You can of course query this stuff on the CLI and I suggest you familiarise yourself with JQ.

First you’ll have to set up your account:

{
  "puppetdb": {
    "server_urls": "https://puppet:8081",
    "cacert": "/home/rip/.puppetlabs/etc/puppet/ssl/certs/ca.pem",
    "cert": "/home/rip/.puppetlabs/etc/puppet/ssl/certs/rip.mcollective.pem",
    "key": "/home/rip/.puppetlabs/etc/puppet/ssl/private_keys/rip.mcollective.pem"
  }
}

This is in ~/.puppetlabs/client-tools/puppetdb.conf which is a bit senseless to me since there clearly is a standard place for config files, but alas.

Once you have this and you installed the puppet-client-tools package you can do queries like:

$ puppet query "nodes { certname ~ 'devco.net' }"

Puppet Code


Your master will have the puppetdb-termini package on it and this brings with it Puppet functions to query PuppetDB so you do not need to use a 3rd party module anymore:
$nodes = puppetdb_query("nodes { certname ~ 'devco' }")

Puppet Job


At the recent PuppetConf Puppet announced that their enterprise tool puppet job supports using this as discovery, if I remember right it’s something like:
$ puppet job run -q 'nodes { certname ~ 'devco' }'

MCollective


At PuppetConf I integrated this into MCollective and my Choria tool, mco feature still due a release (MCO-776, choria):

Run Puppet on all the nodes matched by the query:

$ puppet query "nodes { certname ~ 'devco.net' }"|mco rpc puppet runonce

The above is a bit limited in that the apps in question have to specifically support this kind of STDIN discovery – the rpc app does.

I then also added support to the Choria CLI:

$ mco puppet runonce -I "pql:nodes[certname] { certname ~ 'devco.net' }"
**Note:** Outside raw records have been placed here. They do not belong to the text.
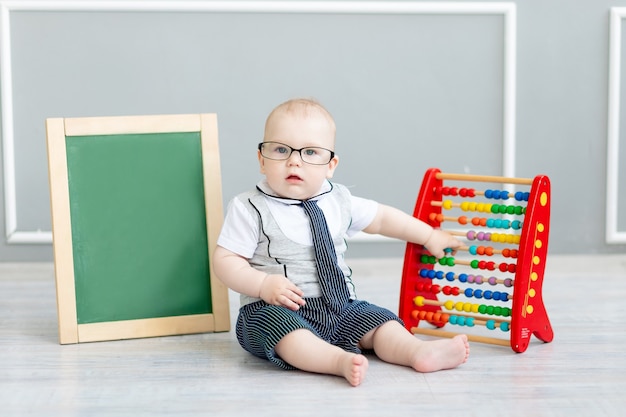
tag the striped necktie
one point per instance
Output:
(331, 277)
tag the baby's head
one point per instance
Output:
(295, 128)
(299, 109)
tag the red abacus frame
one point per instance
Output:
(419, 294)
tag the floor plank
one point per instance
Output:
(582, 372)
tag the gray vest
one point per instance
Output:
(277, 254)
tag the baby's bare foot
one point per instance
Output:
(441, 354)
(355, 368)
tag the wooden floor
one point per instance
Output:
(582, 372)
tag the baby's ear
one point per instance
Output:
(331, 167)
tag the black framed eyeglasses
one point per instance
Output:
(281, 152)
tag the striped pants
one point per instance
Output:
(261, 326)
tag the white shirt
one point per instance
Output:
(240, 229)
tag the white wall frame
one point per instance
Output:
(507, 10)
(613, 235)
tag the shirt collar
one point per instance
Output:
(264, 188)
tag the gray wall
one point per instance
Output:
(408, 91)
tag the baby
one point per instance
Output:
(269, 251)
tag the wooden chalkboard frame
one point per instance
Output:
(57, 131)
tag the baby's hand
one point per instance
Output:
(279, 291)
(439, 241)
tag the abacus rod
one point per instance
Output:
(483, 178)
(471, 337)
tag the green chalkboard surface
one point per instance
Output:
(137, 213)
(131, 202)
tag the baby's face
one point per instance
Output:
(293, 178)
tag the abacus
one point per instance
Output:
(508, 262)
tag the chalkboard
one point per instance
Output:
(136, 209)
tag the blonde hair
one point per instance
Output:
(301, 107)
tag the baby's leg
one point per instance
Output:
(304, 350)
(393, 343)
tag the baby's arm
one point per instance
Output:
(235, 271)
(395, 223)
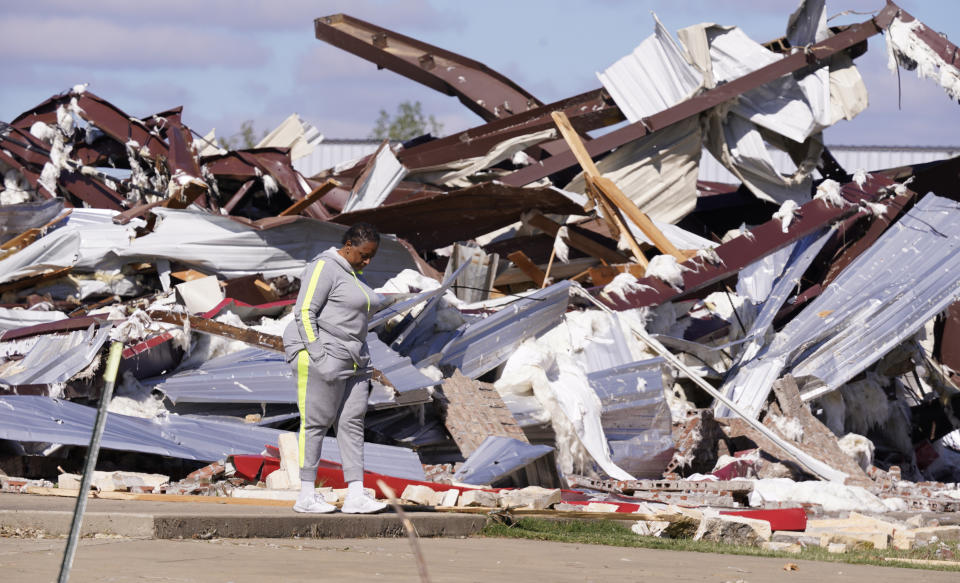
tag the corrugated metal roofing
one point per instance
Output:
(851, 158)
(483, 345)
(53, 358)
(883, 297)
(45, 420)
(255, 375)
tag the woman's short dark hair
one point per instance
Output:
(360, 233)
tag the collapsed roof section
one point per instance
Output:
(594, 373)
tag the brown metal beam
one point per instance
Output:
(813, 55)
(759, 242)
(438, 220)
(198, 324)
(587, 111)
(484, 91)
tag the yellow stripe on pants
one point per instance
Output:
(303, 371)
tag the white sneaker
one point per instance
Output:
(361, 504)
(313, 505)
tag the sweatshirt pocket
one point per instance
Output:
(326, 364)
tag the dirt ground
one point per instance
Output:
(461, 560)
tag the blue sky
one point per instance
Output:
(227, 61)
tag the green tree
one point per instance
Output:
(246, 138)
(409, 122)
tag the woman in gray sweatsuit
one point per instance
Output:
(326, 344)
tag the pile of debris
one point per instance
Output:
(577, 312)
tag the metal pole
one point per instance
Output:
(109, 378)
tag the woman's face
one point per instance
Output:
(358, 256)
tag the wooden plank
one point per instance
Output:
(610, 214)
(611, 211)
(27, 237)
(639, 218)
(578, 241)
(575, 143)
(315, 195)
(528, 267)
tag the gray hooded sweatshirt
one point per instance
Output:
(330, 316)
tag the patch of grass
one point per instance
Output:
(618, 534)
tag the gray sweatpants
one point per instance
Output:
(324, 397)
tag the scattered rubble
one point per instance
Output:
(570, 331)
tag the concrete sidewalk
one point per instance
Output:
(166, 520)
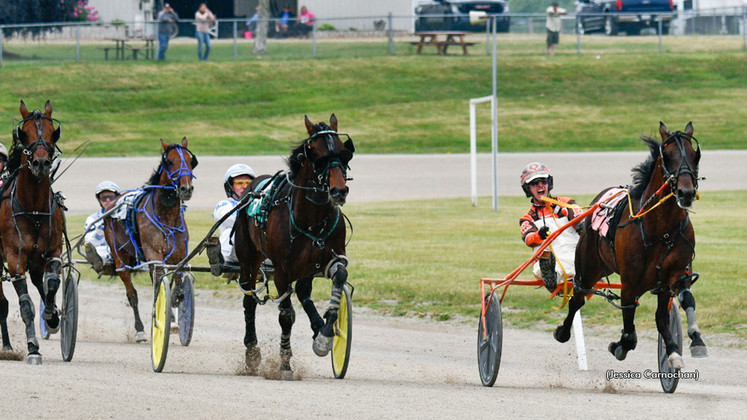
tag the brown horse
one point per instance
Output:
(303, 233)
(32, 222)
(154, 229)
(651, 250)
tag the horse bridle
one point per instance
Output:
(673, 178)
(182, 169)
(37, 116)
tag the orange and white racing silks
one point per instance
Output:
(553, 216)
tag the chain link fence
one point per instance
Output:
(712, 30)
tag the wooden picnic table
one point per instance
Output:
(442, 40)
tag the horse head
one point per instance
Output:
(177, 163)
(328, 156)
(680, 155)
(37, 135)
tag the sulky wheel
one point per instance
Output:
(69, 319)
(669, 385)
(490, 340)
(161, 322)
(186, 314)
(343, 335)
(43, 331)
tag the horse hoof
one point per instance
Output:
(559, 336)
(698, 351)
(618, 351)
(322, 345)
(286, 375)
(675, 361)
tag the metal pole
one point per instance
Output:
(661, 28)
(390, 18)
(235, 41)
(313, 38)
(578, 36)
(77, 43)
(494, 106)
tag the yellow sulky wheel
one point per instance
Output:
(161, 323)
(343, 335)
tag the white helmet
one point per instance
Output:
(234, 171)
(107, 186)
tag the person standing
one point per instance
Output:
(167, 17)
(553, 26)
(204, 19)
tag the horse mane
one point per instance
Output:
(643, 172)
These queries are a bit special in that they must return just the certname as here, I’ll document this up. The reason for this is that they are actually part of a much larger query done in the Choria discovery system (that uses PQL internally and is a good intro on how to query this API from code).

Here’s an example of a complex query – as used by Choria internally – that limits nodes to ones in a particular collective, our PQL query, which ones have mcollective installed and running. You can see you can nest and combine queries into quite complex ones:

nodes[certname, deactivated] { 
  # finds nodes in the chosen subcollective via a fact
  (certname in inventory[certname] { 
    facts.mcollective.server.collectives.match("\d+") = "mcollective" 
  }) and 
 
  # does the supplied PQL query, note the specific certname match
  (certname in nodes[certname] {
    certname ~ 'devco.net'
  }) and
 
  # limited to machines with mcollective installed
  (resources {
    type = "Class" and title = "Mcollective"
  }) and 
 
  # who also have the service started
  (resources {
    type = "Class" and title = "Mcollective::Service"
  }) 
}

Conclusion


This is really handy and I hope more people will become familiar with it. I don’t think this quite rolls off the fingers easily – but neither does SQL or any other similar system so par for the course. What is amazing is that we can get nearer to having a common language across CLI, Code, Web UIs and 3rd party tools for describing queries of our estate so this is a major win.